Backhaul Over Existing Internet
Unlike the traditional BTS approach using a separate terrestrial WAN circuit for backhaul, femtos and microcells typically use the Internet to securely connect back into the carrier’s network. The IT department can easily allocate a certain number of megabytes to ensure adequate performance over the existing Internet connection. Moreover, the solution does not require the use of dark fiber connections like that of a CRAN approach, where metro dark fiber leases can cost as high as $2,000 per month – significantly reducing the operation costs to deliver a solution.
“The E-DAS approach opens a new market for ISPs that currently deliver backhaul Internet to thousands of buildings,” Landry said. “Operators and Neutral Hosts can leverage these ISP networks to deliver high quality IP backhaul over an existing network more quickly and at significantly lower costs.”
The ‘New’ DAS Versus Small Cells
Landry said the hype surrounding small cells has been a bit of an apples-to-oranges comparison. Price comparisons for example have not included all the equipment needed for small cell deployments and DAS price references are often over played.
“Small cells are a good solution for the right problem, but there are many landmines not obvious in much of the marketing,” he said. “For example, typically separate cables must be pulled, devices need POE-based power, the weight of some radios requires support cables above the ceiling, and you have to deploy hundreds of them for multiple operators, often all different styles from different vendors.”
In probably the biggest difference, small cells are one or two bands and single carrier.

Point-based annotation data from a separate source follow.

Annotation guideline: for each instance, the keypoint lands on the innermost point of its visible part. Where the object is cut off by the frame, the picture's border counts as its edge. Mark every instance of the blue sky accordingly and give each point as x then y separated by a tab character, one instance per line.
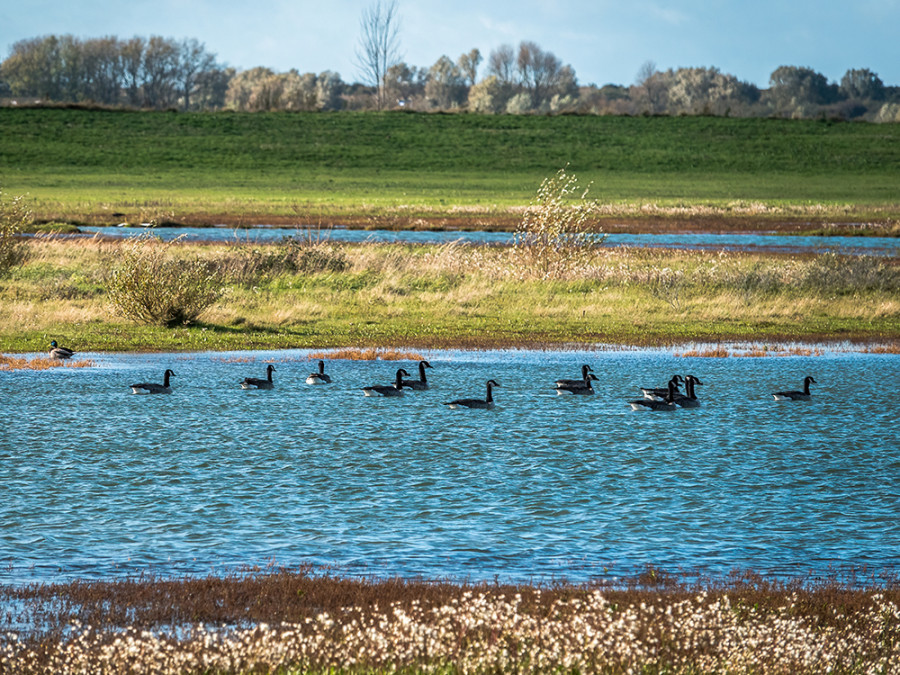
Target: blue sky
605	41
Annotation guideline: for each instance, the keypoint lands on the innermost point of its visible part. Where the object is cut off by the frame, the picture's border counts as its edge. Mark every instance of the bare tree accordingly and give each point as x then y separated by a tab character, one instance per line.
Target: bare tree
540	72
379	43
468	64
192	61
502	63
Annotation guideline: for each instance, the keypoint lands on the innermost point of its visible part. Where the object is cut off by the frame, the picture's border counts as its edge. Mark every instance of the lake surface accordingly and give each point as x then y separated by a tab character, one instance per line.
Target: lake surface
96	482
694	241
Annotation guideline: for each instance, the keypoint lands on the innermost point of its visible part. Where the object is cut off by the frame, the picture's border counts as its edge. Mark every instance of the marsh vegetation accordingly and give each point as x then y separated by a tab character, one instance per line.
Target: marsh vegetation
294	621
323	294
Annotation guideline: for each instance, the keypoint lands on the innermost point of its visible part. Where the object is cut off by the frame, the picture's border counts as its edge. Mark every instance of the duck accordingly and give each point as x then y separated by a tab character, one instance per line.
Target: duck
688	399
655	404
421	383
57	352
659	393
258	382
154	388
585	369
486	404
576	387
796	395
395	389
319	377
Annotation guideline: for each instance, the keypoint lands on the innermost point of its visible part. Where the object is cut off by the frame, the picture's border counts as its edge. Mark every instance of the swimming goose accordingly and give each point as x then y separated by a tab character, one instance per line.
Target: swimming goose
259	383
659	393
421	383
577	387
796	395
319	377
152	387
653	404
486	404
395	389
57	352
688	399
585	369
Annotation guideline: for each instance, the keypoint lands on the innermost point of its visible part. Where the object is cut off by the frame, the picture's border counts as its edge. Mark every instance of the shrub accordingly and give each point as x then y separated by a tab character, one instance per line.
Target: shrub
556	236
149	286
13	215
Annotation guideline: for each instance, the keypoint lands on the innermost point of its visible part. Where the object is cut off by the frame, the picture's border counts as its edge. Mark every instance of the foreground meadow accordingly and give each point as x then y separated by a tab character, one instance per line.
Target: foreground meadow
279	621
302	293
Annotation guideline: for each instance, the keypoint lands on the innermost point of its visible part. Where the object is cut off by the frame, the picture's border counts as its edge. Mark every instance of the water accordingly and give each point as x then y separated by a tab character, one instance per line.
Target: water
889	246
96	482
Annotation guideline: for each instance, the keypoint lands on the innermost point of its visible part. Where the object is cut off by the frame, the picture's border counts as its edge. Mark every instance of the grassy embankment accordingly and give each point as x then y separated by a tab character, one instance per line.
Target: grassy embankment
399	170
407	170
456	295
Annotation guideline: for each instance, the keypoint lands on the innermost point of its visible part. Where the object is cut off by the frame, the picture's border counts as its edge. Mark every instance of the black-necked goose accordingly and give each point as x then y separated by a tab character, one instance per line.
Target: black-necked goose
659	393
577	387
653	404
319	377
688	399
422	382
154	388
796	395
395	389
486	404
258	382
585	369
57	352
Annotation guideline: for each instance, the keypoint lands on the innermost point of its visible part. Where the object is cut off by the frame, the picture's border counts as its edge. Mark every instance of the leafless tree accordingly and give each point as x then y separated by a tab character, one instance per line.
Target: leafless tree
192	60
468	64
446	85
379	45
502	64
539	72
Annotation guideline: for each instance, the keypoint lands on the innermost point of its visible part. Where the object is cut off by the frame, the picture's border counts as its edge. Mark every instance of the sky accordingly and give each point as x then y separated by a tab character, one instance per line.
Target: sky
605	41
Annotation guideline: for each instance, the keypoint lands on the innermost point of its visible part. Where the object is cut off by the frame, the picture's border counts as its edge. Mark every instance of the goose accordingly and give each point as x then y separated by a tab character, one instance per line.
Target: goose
653	404
152	387
659	393
585	369
319	377
577	387
395	389
421	383
688	399
258	382
57	352
486	404
796	395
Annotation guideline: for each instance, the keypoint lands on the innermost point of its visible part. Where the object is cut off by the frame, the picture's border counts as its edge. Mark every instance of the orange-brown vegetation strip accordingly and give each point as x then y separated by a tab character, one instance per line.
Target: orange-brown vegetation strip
278	620
40	363
369	354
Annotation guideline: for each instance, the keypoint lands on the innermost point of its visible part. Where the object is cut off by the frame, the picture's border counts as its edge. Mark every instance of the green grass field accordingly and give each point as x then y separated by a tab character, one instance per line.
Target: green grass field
87	165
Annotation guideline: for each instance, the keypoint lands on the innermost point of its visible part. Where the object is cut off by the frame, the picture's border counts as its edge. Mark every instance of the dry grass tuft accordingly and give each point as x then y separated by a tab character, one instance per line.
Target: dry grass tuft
294	621
40	363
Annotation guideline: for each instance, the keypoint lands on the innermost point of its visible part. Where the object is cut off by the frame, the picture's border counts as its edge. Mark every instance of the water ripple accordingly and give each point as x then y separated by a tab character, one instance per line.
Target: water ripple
213	477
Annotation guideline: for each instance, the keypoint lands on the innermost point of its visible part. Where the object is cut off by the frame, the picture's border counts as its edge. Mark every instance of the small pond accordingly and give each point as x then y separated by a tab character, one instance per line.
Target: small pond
96	482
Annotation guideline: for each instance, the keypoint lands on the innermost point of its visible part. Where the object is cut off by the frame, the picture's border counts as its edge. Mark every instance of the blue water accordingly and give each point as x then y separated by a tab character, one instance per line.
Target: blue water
693	241
96	482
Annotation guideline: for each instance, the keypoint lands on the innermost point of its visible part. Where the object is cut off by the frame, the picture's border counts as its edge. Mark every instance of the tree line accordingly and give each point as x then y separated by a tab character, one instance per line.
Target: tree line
163	73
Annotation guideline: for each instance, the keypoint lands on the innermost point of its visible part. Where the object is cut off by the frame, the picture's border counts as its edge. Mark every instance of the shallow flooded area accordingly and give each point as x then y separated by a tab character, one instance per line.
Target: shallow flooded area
101	483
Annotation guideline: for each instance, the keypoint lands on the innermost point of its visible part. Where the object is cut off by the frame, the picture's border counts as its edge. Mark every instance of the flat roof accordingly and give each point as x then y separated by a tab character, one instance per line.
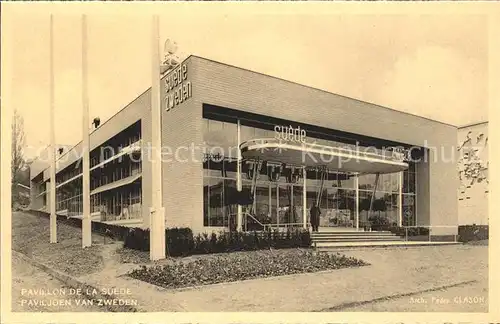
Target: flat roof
473	124
251	71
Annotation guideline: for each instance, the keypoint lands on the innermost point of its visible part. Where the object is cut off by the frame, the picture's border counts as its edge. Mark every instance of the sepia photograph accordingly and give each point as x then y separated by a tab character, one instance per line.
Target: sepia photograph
245	160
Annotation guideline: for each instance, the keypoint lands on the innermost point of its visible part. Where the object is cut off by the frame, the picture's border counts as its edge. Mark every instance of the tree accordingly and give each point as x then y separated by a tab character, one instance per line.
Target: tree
18	163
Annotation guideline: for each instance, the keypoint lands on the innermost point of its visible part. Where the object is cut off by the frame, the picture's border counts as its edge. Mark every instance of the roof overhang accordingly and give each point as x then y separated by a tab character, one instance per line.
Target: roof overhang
314	155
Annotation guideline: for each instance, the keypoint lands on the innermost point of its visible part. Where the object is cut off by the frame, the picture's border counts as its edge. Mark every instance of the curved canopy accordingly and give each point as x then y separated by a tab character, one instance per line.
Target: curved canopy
314	155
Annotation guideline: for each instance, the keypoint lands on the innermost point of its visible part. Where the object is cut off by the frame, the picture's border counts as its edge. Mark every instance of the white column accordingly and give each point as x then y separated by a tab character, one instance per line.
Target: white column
239	216
86	221
277	204
400	199
52	150
356	211
304	197
157	212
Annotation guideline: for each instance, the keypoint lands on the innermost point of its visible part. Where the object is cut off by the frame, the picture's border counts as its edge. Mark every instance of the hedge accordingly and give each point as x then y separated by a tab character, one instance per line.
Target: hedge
182	241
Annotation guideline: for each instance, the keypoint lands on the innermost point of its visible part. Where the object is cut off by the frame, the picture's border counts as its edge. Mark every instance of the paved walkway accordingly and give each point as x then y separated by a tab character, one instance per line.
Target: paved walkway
393	271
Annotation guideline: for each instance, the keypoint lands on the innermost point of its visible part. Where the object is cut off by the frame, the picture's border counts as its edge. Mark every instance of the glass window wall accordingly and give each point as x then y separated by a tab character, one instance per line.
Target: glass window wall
280	202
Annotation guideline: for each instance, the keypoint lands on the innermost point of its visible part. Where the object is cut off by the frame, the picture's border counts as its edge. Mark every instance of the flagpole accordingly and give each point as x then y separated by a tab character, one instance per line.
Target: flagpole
86	220
52	150
157	212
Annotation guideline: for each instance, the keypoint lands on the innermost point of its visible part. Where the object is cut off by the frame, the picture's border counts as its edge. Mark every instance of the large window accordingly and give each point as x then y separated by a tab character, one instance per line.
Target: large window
279	202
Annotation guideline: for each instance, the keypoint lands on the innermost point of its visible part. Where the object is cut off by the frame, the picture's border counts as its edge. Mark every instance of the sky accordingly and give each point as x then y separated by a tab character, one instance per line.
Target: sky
435	66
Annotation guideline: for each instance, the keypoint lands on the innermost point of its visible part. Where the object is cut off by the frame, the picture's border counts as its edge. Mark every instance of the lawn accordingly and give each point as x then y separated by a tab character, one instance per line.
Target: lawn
31	234
229	267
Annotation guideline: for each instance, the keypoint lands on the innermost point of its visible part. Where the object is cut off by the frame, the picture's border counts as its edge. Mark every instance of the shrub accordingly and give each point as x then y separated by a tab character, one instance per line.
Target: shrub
241	266
182	242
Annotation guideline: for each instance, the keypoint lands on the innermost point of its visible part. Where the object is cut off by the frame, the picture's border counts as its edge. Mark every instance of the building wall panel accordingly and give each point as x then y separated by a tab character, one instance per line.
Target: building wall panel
183	174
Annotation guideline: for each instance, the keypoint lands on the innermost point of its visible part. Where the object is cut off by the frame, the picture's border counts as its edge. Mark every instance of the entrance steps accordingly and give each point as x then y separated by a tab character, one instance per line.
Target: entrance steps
320	239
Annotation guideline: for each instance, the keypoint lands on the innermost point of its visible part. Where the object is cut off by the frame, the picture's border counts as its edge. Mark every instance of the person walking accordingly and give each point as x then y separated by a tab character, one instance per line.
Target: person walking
315	213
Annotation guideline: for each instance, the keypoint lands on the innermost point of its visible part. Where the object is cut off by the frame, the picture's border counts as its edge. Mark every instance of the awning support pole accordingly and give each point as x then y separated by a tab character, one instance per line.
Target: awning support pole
373	195
239	215
304	197
256	168
321	186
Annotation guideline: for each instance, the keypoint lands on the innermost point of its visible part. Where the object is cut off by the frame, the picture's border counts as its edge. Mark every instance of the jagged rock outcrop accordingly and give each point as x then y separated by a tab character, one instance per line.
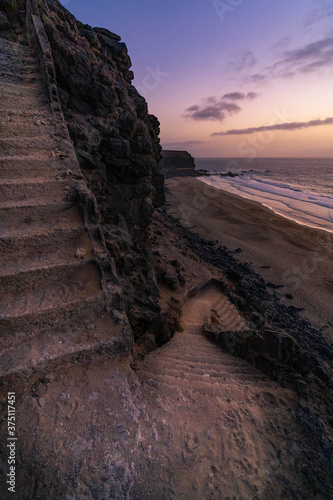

JMA Wireless’ Teko E-DAS is a single infrastructure that can support all carriers and all bands, typical of what an enterprise needs. More importantly, when compared apples-to-apples the JMA Wireless E-DAS prices out at below 40 cents per square foot versus small cell solutions that range from 60 cents to more than $1 per square foot based on a single carrier solution. In a two-carrier scenario the JMA E-DAS system increased by some 10-15 percent while the small cell scenario all double the cost, and its goes up significantly for each carrier, according to JMA Wireless’ statistics.
“The flexibility of our approach allows the enterprise to include multiple carriers into the facility over a common infrastructure, whereas traditional small cell approaches are dedicated to a single carrier, which makes a big difference from the cost standpoint,” Landry said.